Uma história comovente e bastante complicada, como a vida de um homem é transformada para a mais extrema turbulência social por um simples beijo onde um humano decidiu sentir a empatia mais forte que pode ser sentida por outro ser humano. Arandir levava uma vida normal, com uma família normal, quando um dia de repente vê como um carro atropela e deixa morrendo outro homem no meio da rua, o homem murmura algo várias vezes, mas as outras pessoas eram apenas espectadores do caos, Arandir é o único que se aproxima, o único que mostra empatia quando do nada e muito para sua surpresa ouve o último desejo do homem, um beijo nos lábios, nada mais. Se fosse minha situação provavelmente teria fugido, eu me sentiria muito desconfortável ou talvez lhe teria dito que só posso oferecer um abraço de empatia; mas não é o caso do protagonista desta história, Arandir se inclina e cumpre o desejo daquele homem estranho, o que eu não sabia é que esse simples ato iria arruinar sua vida.
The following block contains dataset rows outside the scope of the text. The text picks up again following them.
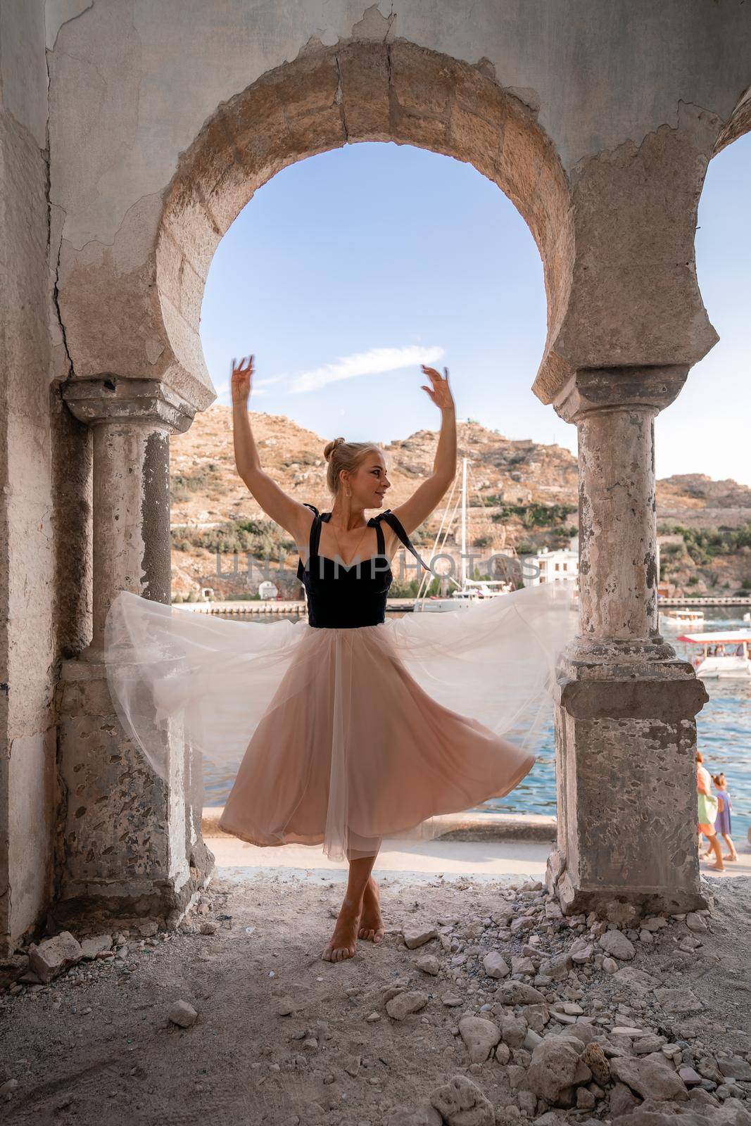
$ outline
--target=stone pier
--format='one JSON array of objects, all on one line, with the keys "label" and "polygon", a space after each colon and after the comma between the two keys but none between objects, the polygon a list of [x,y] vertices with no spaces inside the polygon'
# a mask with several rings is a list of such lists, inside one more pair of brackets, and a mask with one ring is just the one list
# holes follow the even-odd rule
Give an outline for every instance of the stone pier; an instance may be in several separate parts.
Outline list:
[{"label": "stone pier", "polygon": [[701,904],[690,662],[658,631],[654,418],[681,367],[584,369],[554,405],[579,430],[580,633],[560,663],[557,848],[566,913]]},{"label": "stone pier", "polygon": [[100,645],[119,590],[170,600],[169,436],[195,408],[158,379],[70,381],[63,393],[93,437],[93,633],[62,667],[55,913],[179,918],[213,869],[200,757],[173,726],[168,778],[154,775],[117,721]]}]

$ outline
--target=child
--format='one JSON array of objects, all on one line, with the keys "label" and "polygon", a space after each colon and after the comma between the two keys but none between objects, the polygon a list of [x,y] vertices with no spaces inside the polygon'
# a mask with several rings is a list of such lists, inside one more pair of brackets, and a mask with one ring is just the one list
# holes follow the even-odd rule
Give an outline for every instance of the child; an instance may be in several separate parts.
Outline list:
[{"label": "child", "polygon": [[699,813],[699,852],[701,851],[701,833],[709,842],[709,849],[715,855],[716,864],[712,867],[715,872],[724,872],[723,854],[715,832],[715,820],[717,817],[718,799],[712,793],[712,775],[704,766],[701,751],[696,752],[696,788]]},{"label": "child", "polygon": [[725,780],[724,774],[713,775],[712,780],[715,784],[717,790],[717,799],[719,802],[719,807],[717,810],[717,816],[715,819],[715,832],[721,833],[725,840],[725,844],[730,851],[723,858],[725,860],[737,860],[737,852],[735,851],[735,846],[731,839],[731,810],[733,808],[730,794],[727,793],[727,781]]}]

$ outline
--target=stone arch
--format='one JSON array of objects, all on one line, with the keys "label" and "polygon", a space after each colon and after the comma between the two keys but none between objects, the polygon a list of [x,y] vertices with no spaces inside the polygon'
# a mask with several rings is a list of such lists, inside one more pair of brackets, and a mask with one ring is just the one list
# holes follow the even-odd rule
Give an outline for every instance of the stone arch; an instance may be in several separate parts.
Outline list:
[{"label": "stone arch", "polygon": [[361,141],[413,144],[472,163],[515,204],[537,243],[547,339],[535,392],[561,382],[553,350],[574,259],[569,181],[535,111],[484,60],[471,65],[403,39],[320,43],[267,72],[206,122],[166,194],[157,289],[173,356],[163,376],[211,387],[198,336],[214,251],[253,193],[288,164]]},{"label": "stone arch", "polygon": [[739,137],[749,132],[751,132],[751,86],[737,99],[733,113],[719,131],[712,155],[716,157],[728,144],[737,141]]}]

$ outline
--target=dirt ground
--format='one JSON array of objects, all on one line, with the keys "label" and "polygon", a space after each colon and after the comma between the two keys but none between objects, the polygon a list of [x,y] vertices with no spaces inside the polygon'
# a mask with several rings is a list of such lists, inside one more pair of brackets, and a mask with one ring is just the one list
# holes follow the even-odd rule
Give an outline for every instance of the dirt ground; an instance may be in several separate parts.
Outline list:
[{"label": "dirt ground", "polygon": [[[680,1106],[716,1110],[717,1121],[740,1124],[751,1082],[725,1079],[728,1069],[721,1074],[717,1064],[725,1056],[739,1066],[751,1061],[751,879],[706,885],[716,899],[712,912],[695,920],[698,933],[682,919],[668,919],[654,923],[649,938],[634,920],[618,920],[636,951],[631,960],[618,959],[619,968],[645,971],[654,988],[691,991],[690,1011],[671,1013],[644,981],[636,988],[619,980],[613,964],[607,972],[592,917],[556,918],[539,885],[382,881],[385,942],[359,940],[352,959],[332,964],[320,955],[341,901],[340,883],[290,881],[272,870],[236,879],[224,870],[182,930],[114,933],[118,956],[109,951],[79,962],[47,985],[16,985],[15,995],[0,994],[0,1117],[29,1126],[614,1120],[613,1109],[624,1105],[623,1083],[614,1091],[613,1081],[602,1081],[602,1088],[590,1082],[594,1093],[578,1100],[593,1106],[555,1109],[545,1099],[536,1101],[522,1071],[530,1043],[510,1052],[501,1043],[486,1062],[471,1062],[458,1029],[463,1017],[501,1021],[520,1012],[531,1029],[539,1019],[538,1012],[533,1020],[535,1009],[549,1013],[544,1029],[536,1025],[545,1037],[583,1022],[588,1035],[601,1034],[616,1054],[636,1051],[637,1040],[614,1028],[636,1025],[651,1033],[656,1052],[661,1046],[673,1052],[670,1066],[699,1067],[701,1094],[691,1089]],[[515,927],[521,917],[529,922]],[[427,933],[435,928],[436,937],[410,949],[403,931],[414,941],[410,929],[421,927]],[[576,940],[593,942],[594,954],[560,980],[546,978],[540,959],[565,954]],[[483,963],[492,951],[509,965],[512,957],[527,964],[517,963],[511,976],[497,980]],[[423,965],[436,973],[418,966],[426,955],[433,958]],[[497,991],[513,980],[527,988],[537,983],[545,1004],[499,1002]],[[388,986],[410,997],[417,991],[427,1001],[394,1018],[386,1010]],[[178,1001],[196,1010],[191,1027],[169,1019]],[[561,1017],[567,1024],[558,1025],[556,1004],[574,1013]],[[503,1062],[507,1055],[511,1066]],[[471,1080],[490,1111],[479,1107],[441,1117],[429,1109],[436,1090],[456,1075]],[[634,1107],[642,1101],[634,1089],[626,1090],[626,1105],[628,1097]],[[651,1105],[647,1099],[643,1109]]]}]

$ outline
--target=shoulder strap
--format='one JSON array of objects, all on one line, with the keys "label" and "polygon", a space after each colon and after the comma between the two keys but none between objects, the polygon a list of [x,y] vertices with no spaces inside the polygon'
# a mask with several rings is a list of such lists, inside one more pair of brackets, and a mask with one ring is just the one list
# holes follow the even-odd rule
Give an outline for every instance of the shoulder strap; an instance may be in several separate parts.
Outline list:
[{"label": "shoulder strap", "polygon": [[[315,519],[311,524],[311,535],[310,535],[310,539],[309,539],[309,543],[307,543],[307,552],[309,552],[307,560],[309,560],[309,563],[310,563],[311,556],[314,553],[314,549],[313,549],[313,536],[315,534],[315,525],[319,522],[318,518],[320,517],[321,513],[319,512],[319,510],[315,507],[315,504],[309,504],[306,500],[303,501],[303,504],[305,506],[305,508],[310,508],[310,510],[314,513],[314,517],[315,517]],[[299,579],[301,582],[303,581],[304,573],[305,573],[305,568],[303,565],[303,561],[298,560],[297,561],[297,578]]]},{"label": "shoulder strap", "polygon": [[396,516],[395,512],[393,512],[390,508],[387,508],[385,510],[385,512],[378,512],[378,515],[374,516],[372,520],[368,520],[368,524],[375,524],[375,525],[377,525],[379,520],[385,520],[386,524],[394,529],[394,531],[396,533],[396,535],[399,536],[399,538],[401,539],[401,542],[404,544],[404,546],[406,547],[406,549],[409,552],[412,552],[412,554],[414,555],[414,557],[418,561],[418,563],[420,564],[420,566],[423,566],[426,569],[426,571],[430,571],[430,573],[435,574],[437,579],[440,578],[440,575],[438,574],[438,572],[433,571],[433,569],[430,566],[430,564],[426,563],[426,561],[423,558],[421,558],[420,555],[418,555],[417,551],[414,549],[414,545],[412,544],[412,540],[410,539],[410,537],[408,536],[408,534],[404,531],[402,522],[401,522],[401,520],[399,519],[399,517]]}]

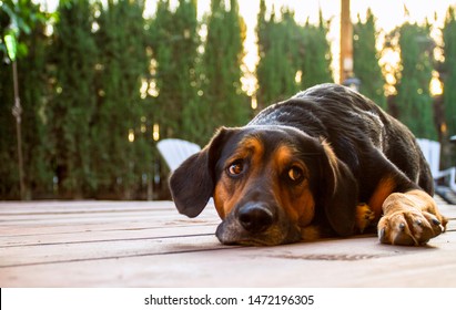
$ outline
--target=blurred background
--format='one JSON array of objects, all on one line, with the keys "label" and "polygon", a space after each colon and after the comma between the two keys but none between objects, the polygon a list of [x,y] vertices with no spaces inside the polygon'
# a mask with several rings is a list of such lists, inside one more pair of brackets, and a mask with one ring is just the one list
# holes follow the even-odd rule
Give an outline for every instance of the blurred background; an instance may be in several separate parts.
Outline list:
[{"label": "blurred background", "polygon": [[0,199],[166,199],[160,140],[204,146],[324,82],[456,165],[456,1],[0,4]]}]

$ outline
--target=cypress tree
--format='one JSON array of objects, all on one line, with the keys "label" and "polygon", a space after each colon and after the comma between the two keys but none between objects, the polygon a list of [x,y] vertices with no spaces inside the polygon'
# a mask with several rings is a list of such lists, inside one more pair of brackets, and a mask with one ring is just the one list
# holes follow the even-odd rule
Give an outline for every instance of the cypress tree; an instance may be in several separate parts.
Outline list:
[{"label": "cypress tree", "polygon": [[[13,3],[9,4],[13,6]],[[26,198],[34,198],[42,197],[42,195],[51,193],[52,189],[52,172],[45,136],[48,120],[44,116],[45,49],[49,42],[43,34],[43,22],[47,16],[40,10],[39,4],[31,1],[22,1],[14,6],[19,7],[16,13],[23,14],[20,18],[26,20],[27,27],[30,29],[29,32],[23,31],[20,34],[17,68],[22,106],[21,128]],[[0,10],[0,34],[2,37],[3,30],[10,22],[10,18],[3,10]],[[0,161],[2,163],[0,165],[0,198],[20,198],[18,163],[16,161],[18,157],[16,120],[11,114],[11,107],[14,104],[12,70],[7,61],[6,50],[1,49],[1,45],[2,39],[0,39],[0,59],[2,60],[0,64],[2,66],[0,70]]]},{"label": "cypress tree", "polygon": [[245,23],[237,1],[231,0],[226,8],[224,1],[212,0],[203,56],[203,100],[210,105],[211,132],[221,124],[242,125],[249,118],[250,104],[241,85],[244,40]]},{"label": "cypress tree", "polygon": [[150,34],[159,91],[153,103],[154,120],[160,124],[161,136],[195,141],[201,132],[194,122],[199,114],[196,2],[181,0],[172,12],[170,1],[159,1]]},{"label": "cypress tree", "polygon": [[93,13],[88,1],[69,1],[58,8],[51,54],[55,95],[49,102],[53,164],[59,194],[82,197],[94,186],[90,122],[95,107],[97,46]]},{"label": "cypress tree", "polygon": [[385,81],[378,64],[379,54],[375,48],[377,38],[375,17],[371,9],[367,10],[365,23],[358,17],[353,32],[353,71],[361,81],[359,92],[386,108],[386,97],[383,89]]},{"label": "cypress tree", "polygon": [[[0,29],[6,29],[10,23],[9,17],[0,10]],[[3,35],[3,32],[0,32]],[[2,38],[0,39],[2,40]],[[16,120],[11,114],[14,104],[12,66],[8,64],[6,50],[0,50],[0,197],[18,198],[19,189],[19,168],[17,156]],[[22,85],[20,85],[22,87]]]},{"label": "cypress tree", "polygon": [[405,23],[398,29],[401,66],[397,106],[399,120],[417,137],[437,140],[429,93],[432,79],[432,46],[429,27]]},{"label": "cypress tree", "polygon": [[143,1],[111,0],[98,19],[91,147],[99,195],[121,193],[120,198],[131,198],[141,175],[150,169],[152,137],[141,124],[145,116],[139,91],[148,69],[143,9]]},{"label": "cypress tree", "polygon": [[261,1],[257,33],[257,99],[267,105],[298,91],[295,76],[300,69],[297,54],[303,39],[293,12],[282,10],[282,20],[274,12],[267,18],[264,1]]},{"label": "cypress tree", "polygon": [[326,39],[328,23],[323,20],[320,10],[317,25],[307,21],[302,28],[303,42],[300,58],[302,60],[301,89],[305,90],[316,84],[333,82],[331,72],[331,45]]},{"label": "cypress tree", "polygon": [[326,40],[328,25],[322,12],[318,25],[308,21],[300,25],[294,13],[286,9],[282,9],[280,20],[274,12],[267,19],[265,3],[260,3],[256,29],[259,100],[270,104],[315,84],[332,82],[331,46]]},{"label": "cypress tree", "polygon": [[456,17],[449,8],[443,29],[444,55],[443,82],[446,134],[456,135]]}]

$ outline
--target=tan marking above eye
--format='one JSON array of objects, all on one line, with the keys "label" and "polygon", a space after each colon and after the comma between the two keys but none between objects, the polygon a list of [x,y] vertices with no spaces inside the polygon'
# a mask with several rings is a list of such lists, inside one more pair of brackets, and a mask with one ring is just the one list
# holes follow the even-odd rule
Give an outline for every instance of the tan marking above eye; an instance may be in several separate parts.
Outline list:
[{"label": "tan marking above eye", "polygon": [[244,170],[244,165],[240,161],[234,162],[227,168],[227,172],[229,172],[230,175],[239,175],[243,170]]},{"label": "tan marking above eye", "polygon": [[304,177],[304,172],[300,167],[293,166],[288,170],[288,177],[293,182],[298,182]]}]

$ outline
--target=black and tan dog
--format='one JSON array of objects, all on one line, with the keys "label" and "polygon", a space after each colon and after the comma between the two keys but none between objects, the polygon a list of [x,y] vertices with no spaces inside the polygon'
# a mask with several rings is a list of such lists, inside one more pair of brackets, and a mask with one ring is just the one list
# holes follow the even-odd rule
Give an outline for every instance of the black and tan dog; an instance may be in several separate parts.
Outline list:
[{"label": "black and tan dog", "polygon": [[171,176],[180,213],[213,197],[223,244],[352,236],[377,226],[384,244],[424,245],[447,219],[412,133],[371,100],[323,84],[222,127]]}]

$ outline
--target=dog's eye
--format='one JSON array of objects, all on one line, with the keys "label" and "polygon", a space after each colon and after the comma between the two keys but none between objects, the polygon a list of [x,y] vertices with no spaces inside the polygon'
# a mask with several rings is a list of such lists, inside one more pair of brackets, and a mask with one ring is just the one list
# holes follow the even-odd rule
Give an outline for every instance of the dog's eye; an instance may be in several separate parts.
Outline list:
[{"label": "dog's eye", "polygon": [[293,182],[300,182],[304,177],[304,172],[296,166],[293,166],[288,170],[288,178]]},{"label": "dog's eye", "polygon": [[231,164],[227,168],[227,172],[232,176],[240,175],[244,170],[244,165],[242,161],[236,161],[233,164]]}]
É a época de 1961, muitas problemáticas sociais eram parte do dia-a-dia e coisas como a homossexualidade ou o estrato social e econômico de uma família eram um tabu diário, o jornal era o único meio de comunicação com a árdua tarefa de desinformar ou tirar da ignorância os habitantes de qualquer lugar, se algo saísse impresso em alguma dessas páginas automaticamente era a verdade absoluta e não teria lugar para esclarecimentos ou posições contra. Arandir é a vítima e o protagonista da publicação do dia seguinte onde se mostra uma foto dele beijando um homem que não conhece na metade da rua, se conheciam antes? Eram amantes?
Essas são as perguntas que começam a fazer todas as pessoas dentro e fora de seu círculo social mais próximo, o pobre homem dá sua versão muitas vezes, diz que não o conhecia, que ele nunca tinha visto antes e que simplesmente queria cumprir seu último desejo como um ato de empatia final por um ser que estava prestes a acabar com seus dias na face da terra. O problema é que saiu no jornal, havia sua foto e havia muitas pessoas observando a cena naquele dia.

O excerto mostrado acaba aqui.